Cylinder II generated excitation frequency when it rotated. If the excitation frequency was close to the natural frequencies, cylinder II would resonate. The excitation frequency under no-load state was about 12.72 Hz. The excitation frequency reduced to about 12.5 Hz under threshing state due to the decrease in the speed. Because the mode frequency increased with the increase of the order, the excitation frequency was most likely to resonate with the 1st mode frequency. The 1st theoretical mode of cylinder II was 20.288 Hz, and the resonance interval was 16.23 Hz–24.35 Hz. The 1st experimental mode of cylinder II was 46.209 Hz, and the resonance interval was 36.97 Hz–55.45 Hz.
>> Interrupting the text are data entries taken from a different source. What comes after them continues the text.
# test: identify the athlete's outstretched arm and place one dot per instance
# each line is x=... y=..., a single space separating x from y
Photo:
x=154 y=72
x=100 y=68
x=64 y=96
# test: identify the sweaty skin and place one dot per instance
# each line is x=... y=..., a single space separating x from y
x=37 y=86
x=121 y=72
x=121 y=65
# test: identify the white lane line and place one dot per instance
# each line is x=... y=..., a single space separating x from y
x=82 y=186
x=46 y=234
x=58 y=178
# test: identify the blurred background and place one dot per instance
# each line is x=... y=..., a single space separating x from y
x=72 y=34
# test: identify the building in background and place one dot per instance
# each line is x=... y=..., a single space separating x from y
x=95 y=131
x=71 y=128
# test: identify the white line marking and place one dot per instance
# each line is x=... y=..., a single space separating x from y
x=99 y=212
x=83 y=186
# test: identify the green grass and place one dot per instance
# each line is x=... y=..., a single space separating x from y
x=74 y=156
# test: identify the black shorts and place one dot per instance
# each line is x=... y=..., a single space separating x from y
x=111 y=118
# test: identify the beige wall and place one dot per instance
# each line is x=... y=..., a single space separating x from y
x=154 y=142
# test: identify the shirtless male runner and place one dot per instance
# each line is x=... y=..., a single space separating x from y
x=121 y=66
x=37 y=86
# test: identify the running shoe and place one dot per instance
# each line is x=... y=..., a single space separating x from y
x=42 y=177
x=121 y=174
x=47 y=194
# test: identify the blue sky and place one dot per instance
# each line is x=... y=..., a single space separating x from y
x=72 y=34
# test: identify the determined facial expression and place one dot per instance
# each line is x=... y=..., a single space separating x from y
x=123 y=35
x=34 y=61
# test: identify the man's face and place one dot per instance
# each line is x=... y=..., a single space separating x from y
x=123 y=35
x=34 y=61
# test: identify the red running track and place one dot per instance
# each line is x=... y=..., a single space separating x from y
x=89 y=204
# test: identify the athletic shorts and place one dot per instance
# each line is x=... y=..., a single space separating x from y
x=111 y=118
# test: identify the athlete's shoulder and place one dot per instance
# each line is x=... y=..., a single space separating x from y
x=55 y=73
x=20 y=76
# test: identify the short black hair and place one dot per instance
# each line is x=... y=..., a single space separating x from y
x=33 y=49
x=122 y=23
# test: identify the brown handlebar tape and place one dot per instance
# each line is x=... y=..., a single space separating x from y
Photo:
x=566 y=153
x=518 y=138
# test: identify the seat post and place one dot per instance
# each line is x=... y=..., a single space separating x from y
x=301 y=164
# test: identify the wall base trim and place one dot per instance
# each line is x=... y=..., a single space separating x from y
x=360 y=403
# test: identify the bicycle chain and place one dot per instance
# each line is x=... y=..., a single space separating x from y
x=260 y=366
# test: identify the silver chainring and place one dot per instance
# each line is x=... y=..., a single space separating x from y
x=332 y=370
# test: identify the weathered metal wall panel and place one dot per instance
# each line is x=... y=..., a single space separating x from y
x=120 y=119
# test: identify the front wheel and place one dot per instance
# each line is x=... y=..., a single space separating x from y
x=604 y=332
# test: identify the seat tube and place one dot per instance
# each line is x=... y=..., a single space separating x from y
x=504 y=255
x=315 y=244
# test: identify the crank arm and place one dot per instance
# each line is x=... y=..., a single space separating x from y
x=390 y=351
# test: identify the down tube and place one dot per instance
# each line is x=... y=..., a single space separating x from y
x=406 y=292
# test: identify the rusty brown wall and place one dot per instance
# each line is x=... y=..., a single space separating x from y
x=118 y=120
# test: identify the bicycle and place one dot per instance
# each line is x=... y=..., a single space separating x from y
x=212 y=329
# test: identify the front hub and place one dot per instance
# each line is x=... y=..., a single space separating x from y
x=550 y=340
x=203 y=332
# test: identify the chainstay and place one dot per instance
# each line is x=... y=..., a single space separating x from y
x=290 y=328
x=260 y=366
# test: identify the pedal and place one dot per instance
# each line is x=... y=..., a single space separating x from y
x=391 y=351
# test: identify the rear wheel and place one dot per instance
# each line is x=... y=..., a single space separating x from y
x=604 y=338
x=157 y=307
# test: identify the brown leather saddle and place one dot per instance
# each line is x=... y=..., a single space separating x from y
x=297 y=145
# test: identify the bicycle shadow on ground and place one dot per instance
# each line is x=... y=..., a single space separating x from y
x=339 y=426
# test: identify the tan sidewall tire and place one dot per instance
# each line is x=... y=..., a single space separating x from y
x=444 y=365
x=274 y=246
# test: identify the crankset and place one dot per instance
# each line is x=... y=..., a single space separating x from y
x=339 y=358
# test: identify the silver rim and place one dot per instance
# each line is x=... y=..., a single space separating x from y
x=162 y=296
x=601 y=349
The excitation frequency was obviously not in the resonance intervals, so the excitation frequency of cylinder II could not cause its own resonance phenomenon under no-load state and threshing state, so the speed fluctuation of cylinder II was not caused by the resonance phenomenon.
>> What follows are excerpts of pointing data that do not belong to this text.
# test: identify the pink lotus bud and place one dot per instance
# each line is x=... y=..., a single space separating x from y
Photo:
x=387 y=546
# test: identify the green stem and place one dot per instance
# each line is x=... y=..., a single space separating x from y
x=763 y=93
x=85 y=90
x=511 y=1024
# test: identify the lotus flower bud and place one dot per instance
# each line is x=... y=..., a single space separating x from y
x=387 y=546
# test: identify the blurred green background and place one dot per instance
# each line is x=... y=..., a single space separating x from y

3.3. Analysis of Vibration Coupling Characteristics of Co-Frame Multicylinder

Cao et al. analyzed the vibration characteristics of a cylindrical shell-circular plate coupled structure subjected to various boundary conditions. The effects of several significant factors, including the restraint stiffness, the coupling stiffness, and the situation of coupling, were presented [31]. As a cylindrical object, the single axial threshing cylinder system also had the similar vibration characteristics similar to those of the cylindrical shell-circular plate-coupled structure. Compared to the single axial threshing cylinder system, the vibration characteristics of the co-frame multiroller system were no longer independent. The vibration of axial threshing cylinders would be coupled and interacted through the frame. In order to study the mutual influence among the vibration of the axial threshing cylinders, the axial trajectory and the vibration of the bearing housing were measured under the condition that the axial threshing cylinders were jointly opened. Then the condition of resonance between the cylinders was analyzed, which provided ideas and basis for the research work of multicylinder coupled vibration.
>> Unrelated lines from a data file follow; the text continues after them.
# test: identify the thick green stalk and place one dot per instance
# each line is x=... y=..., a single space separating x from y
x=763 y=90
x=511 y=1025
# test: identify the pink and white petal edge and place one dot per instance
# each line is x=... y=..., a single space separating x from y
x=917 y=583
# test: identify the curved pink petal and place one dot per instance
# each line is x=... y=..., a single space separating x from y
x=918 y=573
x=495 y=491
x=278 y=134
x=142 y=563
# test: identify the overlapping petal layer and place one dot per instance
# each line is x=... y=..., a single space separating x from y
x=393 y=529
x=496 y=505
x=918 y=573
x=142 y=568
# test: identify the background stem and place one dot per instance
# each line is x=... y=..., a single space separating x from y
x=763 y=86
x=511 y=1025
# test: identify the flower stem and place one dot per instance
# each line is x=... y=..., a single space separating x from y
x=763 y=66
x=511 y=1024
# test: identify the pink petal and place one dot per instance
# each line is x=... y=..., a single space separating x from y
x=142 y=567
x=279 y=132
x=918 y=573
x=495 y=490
3.3.1. Axial Vibration Test

Brazinskas et al. measured the rotor-to-rotor interference at the static state in various overlapping propulsion system configurations. They found that the interference would affect the rotor performance [32]. The axial threshing cylinders could also be considered as rotors. Cylinder II rotated at a constant speed of 760 rpm, and the running state of cylinder I and cylinder III was adjusted. Then the axial vibration of cylinder II was measured. Table 5 compares the axial vibration of cylinder II under different conditions.

As shown in Table 5, cylinder III was closed and the speed of cylinder I was gradually increased from 600 rpm to 1000 rpm. The standard deviation of the horizontal amplitude of cylinder II fluctuated within the interval of 0.105–0.107. The standard deviation of the vertical amplitude of cylinder II fluctuated within the interval of 0.089–0.092. There was no linear relationship between the standard deviation and the speed of cylinder I. It is indicated that the change in the speed of cylinder I cannot cause significant changes to cylinder II.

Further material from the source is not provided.